This project focus on building a Sentiment Classifier using IMDB_Dataset usig BERT and Tfidf encodings.
- Introduction
- Technologies
- Launch
- Inspiration
Our Sentiment analysis model gives us the interpretation and classification of emotions (positive, negative) within text data using text analysis techniques. It can allows businesses to identify customer sentiment toward products, brands or services in online conversations and feedback. The model is built by using the IMDB_Dataset. After the model is loaded that HTML tags are cleaned using BeautifulSoup and the punctuations, Stopwords using NLTK library. The obtained text is then encoded to vectors using BERT in Sentiment_Analysis_BERT file and Tfidf in Sentiment_Analysis_Tfidf file. The model is then trained using Dense layer and also LogisticRegression for more anaysis.

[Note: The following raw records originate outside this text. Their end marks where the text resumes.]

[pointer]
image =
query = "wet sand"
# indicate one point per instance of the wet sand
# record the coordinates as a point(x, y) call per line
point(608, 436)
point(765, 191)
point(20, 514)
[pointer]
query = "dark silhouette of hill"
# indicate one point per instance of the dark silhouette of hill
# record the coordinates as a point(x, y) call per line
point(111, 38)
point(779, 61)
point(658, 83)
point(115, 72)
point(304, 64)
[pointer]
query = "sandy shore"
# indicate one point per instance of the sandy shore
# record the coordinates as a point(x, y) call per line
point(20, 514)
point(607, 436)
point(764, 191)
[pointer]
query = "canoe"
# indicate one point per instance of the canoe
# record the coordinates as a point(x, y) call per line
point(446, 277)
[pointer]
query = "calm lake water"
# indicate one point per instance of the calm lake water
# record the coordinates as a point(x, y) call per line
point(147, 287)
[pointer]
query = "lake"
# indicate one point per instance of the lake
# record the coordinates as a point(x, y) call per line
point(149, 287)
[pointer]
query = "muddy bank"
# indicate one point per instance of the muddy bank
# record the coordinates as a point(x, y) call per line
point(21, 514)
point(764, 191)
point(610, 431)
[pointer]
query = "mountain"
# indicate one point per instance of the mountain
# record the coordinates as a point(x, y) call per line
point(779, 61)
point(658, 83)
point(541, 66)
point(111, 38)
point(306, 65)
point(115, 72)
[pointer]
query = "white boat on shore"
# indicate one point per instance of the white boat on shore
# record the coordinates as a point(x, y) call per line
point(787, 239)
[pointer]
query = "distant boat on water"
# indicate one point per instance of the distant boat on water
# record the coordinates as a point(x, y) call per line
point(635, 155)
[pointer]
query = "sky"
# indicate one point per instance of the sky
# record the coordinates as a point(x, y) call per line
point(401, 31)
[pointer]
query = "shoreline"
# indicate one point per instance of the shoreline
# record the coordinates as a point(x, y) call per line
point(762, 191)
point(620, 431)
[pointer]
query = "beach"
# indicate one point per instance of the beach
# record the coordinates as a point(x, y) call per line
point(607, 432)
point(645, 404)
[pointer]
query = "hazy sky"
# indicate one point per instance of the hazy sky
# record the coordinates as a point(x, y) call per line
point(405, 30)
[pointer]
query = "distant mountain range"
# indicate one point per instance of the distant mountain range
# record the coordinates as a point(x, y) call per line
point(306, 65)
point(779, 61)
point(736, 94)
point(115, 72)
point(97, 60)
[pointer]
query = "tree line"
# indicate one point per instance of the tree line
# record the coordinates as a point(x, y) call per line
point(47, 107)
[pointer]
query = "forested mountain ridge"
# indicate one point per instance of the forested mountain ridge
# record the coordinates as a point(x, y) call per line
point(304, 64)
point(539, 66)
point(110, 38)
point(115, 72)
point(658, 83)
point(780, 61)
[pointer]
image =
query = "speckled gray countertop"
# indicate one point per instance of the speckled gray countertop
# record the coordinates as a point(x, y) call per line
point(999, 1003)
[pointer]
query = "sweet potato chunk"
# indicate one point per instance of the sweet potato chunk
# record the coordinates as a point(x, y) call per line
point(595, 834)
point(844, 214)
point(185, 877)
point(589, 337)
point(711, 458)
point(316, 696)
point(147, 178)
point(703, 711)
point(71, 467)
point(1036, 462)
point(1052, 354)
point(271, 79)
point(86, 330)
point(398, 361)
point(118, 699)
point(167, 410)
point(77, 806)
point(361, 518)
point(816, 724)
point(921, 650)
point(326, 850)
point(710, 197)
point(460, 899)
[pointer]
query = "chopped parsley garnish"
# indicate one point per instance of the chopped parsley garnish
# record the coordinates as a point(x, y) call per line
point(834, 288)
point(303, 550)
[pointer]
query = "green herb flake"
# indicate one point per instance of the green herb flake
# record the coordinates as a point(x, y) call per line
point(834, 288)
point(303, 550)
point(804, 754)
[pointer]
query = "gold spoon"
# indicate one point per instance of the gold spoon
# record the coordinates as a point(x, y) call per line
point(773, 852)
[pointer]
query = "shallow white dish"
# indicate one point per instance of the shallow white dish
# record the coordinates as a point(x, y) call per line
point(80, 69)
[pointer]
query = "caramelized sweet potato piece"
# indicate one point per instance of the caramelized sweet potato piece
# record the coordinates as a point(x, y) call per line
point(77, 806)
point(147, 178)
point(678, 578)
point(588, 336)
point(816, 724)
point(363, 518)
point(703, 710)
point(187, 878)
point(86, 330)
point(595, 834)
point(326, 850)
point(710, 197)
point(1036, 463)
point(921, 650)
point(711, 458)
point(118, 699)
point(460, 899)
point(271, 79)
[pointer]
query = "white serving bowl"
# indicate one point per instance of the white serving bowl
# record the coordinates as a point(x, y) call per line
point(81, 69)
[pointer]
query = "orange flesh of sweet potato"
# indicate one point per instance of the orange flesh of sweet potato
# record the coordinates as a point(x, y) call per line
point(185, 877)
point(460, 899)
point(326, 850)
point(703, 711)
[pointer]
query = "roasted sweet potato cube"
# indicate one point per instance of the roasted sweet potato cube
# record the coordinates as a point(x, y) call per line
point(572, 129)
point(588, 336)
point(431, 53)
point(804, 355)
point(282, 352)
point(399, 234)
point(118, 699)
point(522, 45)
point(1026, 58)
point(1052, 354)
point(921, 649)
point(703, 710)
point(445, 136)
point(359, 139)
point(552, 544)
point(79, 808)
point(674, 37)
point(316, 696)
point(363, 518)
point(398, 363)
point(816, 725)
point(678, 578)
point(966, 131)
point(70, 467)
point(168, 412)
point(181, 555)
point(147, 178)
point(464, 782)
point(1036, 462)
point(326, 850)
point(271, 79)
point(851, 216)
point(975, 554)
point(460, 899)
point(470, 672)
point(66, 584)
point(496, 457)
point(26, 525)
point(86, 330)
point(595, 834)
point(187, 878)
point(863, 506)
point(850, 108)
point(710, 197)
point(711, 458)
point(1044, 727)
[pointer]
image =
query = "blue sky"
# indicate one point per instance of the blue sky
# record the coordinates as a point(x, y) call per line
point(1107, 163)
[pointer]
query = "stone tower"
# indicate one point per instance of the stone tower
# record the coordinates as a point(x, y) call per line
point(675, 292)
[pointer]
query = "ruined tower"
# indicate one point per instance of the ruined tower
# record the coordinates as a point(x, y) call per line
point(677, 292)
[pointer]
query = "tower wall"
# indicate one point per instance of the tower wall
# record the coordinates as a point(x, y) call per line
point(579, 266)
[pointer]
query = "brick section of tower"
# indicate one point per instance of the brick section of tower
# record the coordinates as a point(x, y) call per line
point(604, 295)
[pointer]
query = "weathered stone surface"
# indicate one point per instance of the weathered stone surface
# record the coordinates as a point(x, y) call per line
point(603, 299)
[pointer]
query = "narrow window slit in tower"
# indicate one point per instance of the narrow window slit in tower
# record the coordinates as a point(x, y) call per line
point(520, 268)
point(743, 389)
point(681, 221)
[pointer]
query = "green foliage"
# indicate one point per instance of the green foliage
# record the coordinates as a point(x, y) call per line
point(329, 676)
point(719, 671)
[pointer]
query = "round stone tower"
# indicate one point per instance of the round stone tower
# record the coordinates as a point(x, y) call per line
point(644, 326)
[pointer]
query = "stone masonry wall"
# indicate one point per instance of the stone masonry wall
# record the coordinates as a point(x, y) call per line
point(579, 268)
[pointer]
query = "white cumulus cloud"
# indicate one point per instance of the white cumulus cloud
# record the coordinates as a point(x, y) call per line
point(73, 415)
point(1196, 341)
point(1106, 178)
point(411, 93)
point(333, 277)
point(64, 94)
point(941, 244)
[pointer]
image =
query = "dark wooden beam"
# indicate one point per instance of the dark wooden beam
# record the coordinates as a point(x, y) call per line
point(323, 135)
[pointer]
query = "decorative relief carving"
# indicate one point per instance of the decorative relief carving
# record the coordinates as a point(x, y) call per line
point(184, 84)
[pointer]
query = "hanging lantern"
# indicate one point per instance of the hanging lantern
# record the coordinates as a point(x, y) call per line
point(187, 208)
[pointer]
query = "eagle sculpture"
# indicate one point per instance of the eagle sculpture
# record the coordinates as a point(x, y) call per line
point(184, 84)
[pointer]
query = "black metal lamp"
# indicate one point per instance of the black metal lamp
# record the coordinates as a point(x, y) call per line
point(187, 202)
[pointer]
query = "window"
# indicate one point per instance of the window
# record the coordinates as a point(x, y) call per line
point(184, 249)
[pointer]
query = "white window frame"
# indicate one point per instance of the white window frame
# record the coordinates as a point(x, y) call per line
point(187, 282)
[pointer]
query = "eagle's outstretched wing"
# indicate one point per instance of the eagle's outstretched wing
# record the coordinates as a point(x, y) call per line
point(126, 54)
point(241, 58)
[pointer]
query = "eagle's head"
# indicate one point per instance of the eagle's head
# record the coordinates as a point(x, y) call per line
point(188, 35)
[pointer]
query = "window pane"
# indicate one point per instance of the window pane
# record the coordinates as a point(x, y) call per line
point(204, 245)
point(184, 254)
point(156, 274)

The languages and libraries used are :-
- Python: 3.7
- Tensorflow
- Sklearn
- Numpy
- Pandas
- BeautifulSoup
- NLTK
Further the from kaggle the dataset can also be downloaded directly by including the code in the files by using the code
!pip install kaggle
!mkdir .kaggle
import json
#In username enter your username obtained from kaggle and key obtained
token = {"username":"ENTER YOUR USERNAME","key":"ENTER YOUR KEY"}
with open('/content/.kaggle/kaggle.json', 'w') as file:
json.dump(token, file)
!cp /content/.kaggle/kaggle.json ~/.kaggle/kaggle.json
!kaggle config set -n path -v{/content}
!chmod 600 /root/.kaggle/kaggle.json
!kaggle datasets download -d lakshmi25npathi/imdb-dataset-of-50k-movie-reviews
!unzip {/content}/datasets/lakshmi25npathi/imdb-dataset-of-50k-movie-reviews/imdb-dataset-of-50k-movie-reviews.zip
Or it can be uploaded directly by downloading the file through the link and unzipping it. For further knowlege to download the dataset directly from kaggle in colab can be found through this article.
The model was inspired by the Coursera rhyme project of Sentiment Analysis and also for more insipartion you can refer this link.For explanation of BERT you can prefer this link and for BERT research paper this link would be sufficient.